Essential: Appoint a Facilitator – the following is for them:
Be clear about your objectives.
Take 2 minutes’ thought to complete this sentence. You will discover what you are aiming to achieve:
“By the end of the meeting, participants will….”
Now think about how this can be done, bearing in mind the individuals in your group:
- What do we need to learn? Write this down as a list.
- Who has the knowledge / expertise we need?
- Remember the members of the group themselves have huge collective experience.
- If inviting an Expert, give them a list of what you need to learn either before the meeting or [if they agree] at the start of the meeting.

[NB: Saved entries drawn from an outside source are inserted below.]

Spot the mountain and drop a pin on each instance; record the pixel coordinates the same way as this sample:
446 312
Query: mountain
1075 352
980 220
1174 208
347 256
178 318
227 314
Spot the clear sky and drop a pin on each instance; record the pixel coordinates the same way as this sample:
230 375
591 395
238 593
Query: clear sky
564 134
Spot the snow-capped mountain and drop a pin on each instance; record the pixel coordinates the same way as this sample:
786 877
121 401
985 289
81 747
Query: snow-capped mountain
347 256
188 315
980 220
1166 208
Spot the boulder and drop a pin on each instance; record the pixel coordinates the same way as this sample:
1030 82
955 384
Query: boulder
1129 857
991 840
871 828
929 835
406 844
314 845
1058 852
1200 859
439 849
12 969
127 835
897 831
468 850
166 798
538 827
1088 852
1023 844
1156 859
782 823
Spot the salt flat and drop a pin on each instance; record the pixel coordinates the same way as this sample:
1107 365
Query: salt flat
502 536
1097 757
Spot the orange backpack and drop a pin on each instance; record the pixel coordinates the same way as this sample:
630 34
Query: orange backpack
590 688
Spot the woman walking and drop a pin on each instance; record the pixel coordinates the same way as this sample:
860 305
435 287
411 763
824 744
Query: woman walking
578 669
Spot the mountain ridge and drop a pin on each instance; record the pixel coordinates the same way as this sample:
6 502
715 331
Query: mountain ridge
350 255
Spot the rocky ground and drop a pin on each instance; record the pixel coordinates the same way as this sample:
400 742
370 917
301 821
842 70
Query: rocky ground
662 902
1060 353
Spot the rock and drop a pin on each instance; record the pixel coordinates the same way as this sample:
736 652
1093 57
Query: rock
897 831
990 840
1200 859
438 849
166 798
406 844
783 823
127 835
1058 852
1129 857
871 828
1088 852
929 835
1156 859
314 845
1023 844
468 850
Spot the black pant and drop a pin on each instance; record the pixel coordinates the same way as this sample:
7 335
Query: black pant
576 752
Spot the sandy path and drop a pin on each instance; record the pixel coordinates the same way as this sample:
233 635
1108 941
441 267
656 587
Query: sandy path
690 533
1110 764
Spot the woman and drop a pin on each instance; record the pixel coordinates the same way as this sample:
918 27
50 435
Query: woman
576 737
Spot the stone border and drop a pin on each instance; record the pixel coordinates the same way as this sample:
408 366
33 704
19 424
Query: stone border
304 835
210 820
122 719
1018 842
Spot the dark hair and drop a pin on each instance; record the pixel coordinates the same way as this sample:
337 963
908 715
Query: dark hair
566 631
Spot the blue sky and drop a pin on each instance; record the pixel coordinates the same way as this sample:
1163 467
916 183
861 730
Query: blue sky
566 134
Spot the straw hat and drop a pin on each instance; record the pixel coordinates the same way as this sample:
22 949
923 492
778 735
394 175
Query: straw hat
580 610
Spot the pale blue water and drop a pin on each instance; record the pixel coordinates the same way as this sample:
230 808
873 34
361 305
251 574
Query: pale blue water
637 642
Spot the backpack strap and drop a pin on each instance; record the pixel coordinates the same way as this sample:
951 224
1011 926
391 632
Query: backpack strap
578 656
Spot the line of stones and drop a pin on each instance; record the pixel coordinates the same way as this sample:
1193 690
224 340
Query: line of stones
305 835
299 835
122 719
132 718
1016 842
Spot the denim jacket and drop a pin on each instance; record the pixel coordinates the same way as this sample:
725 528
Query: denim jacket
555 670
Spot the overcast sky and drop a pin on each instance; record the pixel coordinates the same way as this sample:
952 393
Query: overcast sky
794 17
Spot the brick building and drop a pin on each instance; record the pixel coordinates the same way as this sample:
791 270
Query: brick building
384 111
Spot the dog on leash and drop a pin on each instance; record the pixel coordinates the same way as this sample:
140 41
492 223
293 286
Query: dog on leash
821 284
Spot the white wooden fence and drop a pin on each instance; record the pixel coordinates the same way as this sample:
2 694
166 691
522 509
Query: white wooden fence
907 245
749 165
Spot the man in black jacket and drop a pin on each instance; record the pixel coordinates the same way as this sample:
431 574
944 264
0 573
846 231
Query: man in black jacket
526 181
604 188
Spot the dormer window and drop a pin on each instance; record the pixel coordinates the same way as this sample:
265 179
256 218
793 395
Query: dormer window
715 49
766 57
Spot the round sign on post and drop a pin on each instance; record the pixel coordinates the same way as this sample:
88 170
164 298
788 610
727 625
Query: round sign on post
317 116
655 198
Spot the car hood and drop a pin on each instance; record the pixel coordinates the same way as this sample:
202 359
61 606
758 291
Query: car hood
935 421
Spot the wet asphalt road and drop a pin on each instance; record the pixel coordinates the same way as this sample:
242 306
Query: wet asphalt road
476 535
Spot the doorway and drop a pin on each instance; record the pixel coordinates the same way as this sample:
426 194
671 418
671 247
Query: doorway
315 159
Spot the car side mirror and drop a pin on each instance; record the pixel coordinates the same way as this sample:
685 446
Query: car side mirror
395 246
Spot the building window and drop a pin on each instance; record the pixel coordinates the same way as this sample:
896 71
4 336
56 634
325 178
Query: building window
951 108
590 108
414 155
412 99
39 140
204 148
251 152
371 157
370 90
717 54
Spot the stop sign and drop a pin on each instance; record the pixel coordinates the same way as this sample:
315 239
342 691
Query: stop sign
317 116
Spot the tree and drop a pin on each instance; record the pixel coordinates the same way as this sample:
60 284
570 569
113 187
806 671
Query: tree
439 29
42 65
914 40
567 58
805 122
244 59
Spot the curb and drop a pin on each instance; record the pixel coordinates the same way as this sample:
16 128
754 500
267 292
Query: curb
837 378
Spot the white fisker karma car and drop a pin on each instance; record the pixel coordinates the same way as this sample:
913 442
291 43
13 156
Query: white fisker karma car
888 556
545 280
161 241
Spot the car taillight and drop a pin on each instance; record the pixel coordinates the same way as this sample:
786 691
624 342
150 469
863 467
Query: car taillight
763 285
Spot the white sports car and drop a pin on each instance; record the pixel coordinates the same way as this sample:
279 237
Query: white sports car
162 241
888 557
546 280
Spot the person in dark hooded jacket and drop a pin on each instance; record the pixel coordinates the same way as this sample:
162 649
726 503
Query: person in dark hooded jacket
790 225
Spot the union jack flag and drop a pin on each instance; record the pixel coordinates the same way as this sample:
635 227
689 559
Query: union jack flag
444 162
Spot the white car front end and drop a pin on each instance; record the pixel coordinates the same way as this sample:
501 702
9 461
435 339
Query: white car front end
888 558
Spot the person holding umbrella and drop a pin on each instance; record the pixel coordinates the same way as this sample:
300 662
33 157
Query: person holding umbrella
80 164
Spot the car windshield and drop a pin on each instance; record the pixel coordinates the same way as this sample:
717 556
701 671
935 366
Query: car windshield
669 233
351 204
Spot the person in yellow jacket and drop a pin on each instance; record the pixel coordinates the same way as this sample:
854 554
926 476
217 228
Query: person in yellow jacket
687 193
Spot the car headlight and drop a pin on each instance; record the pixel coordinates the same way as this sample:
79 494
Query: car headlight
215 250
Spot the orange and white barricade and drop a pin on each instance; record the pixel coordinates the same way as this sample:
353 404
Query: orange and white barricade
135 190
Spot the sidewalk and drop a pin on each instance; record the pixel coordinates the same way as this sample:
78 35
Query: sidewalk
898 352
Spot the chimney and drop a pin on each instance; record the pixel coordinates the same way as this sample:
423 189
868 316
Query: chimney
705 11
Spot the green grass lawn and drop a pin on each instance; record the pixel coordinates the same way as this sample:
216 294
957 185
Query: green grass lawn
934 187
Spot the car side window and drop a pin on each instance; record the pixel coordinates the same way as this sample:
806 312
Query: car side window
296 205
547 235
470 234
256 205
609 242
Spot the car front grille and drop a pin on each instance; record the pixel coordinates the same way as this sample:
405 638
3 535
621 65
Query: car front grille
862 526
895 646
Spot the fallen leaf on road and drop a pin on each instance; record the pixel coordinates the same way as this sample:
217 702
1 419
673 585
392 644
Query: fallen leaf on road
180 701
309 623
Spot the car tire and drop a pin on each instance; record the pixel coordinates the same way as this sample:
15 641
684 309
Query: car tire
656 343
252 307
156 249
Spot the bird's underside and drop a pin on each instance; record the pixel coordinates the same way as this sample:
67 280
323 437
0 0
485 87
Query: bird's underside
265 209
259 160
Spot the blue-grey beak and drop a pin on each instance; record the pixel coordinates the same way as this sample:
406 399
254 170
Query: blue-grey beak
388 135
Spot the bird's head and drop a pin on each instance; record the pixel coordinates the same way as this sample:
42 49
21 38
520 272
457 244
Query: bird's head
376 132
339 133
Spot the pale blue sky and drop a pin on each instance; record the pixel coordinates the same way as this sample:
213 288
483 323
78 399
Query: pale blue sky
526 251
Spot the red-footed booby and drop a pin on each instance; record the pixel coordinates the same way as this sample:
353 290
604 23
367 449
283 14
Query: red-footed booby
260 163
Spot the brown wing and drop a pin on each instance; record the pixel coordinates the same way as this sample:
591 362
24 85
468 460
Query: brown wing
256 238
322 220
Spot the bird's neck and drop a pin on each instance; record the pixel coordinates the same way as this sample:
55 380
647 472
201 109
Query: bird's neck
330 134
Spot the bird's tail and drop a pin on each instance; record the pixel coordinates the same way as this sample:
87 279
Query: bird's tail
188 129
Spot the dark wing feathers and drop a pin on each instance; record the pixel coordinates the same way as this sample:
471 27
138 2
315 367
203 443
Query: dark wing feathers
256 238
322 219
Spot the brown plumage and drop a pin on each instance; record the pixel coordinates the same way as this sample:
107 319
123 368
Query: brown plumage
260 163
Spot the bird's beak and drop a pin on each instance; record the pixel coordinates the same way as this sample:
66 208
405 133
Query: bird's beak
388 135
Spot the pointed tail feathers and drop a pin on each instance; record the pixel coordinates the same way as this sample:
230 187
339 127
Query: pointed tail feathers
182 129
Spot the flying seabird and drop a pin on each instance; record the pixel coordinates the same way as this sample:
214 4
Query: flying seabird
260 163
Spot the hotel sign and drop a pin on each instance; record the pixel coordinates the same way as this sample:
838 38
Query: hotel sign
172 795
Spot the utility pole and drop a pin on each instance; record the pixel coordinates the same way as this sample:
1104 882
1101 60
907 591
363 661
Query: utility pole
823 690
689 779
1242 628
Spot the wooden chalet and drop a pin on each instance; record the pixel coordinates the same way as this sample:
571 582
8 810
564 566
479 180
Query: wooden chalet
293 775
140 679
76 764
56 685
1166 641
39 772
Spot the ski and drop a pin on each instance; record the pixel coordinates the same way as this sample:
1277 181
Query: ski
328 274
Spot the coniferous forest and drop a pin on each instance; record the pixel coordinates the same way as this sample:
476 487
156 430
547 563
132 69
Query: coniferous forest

- Ensure that they stick to your list, and if they wander off into their favourite but irrelevant research project, interrupt them kindly but firmly.
- Vary the pace. No one can listen to a speaker and take it in for longer than 30 mins. This is an evidence-based fact. Both teachers and learners repeatedly ignore this. Try: “Shall we stop there for a spot of Q&A?”
- Involve the learners – the more it is a dialogue, the more people learn. You do this all the time in consultations – summarise, consolidate, ask for more depth if needed.
- Evaluate at the end by asking simple free-text questions, eg: What went well? What could have been done better? Collect their answers and study them later – you will feel a glow, but use this to refine what you do.
On the day of the meeting, remember that you as Facilitator are at the helm. However clever, learned and articulate the Consultant, only you know what the group needs to learn. If in doubt, be like John Humphries. (OK maybe Evan Davis.)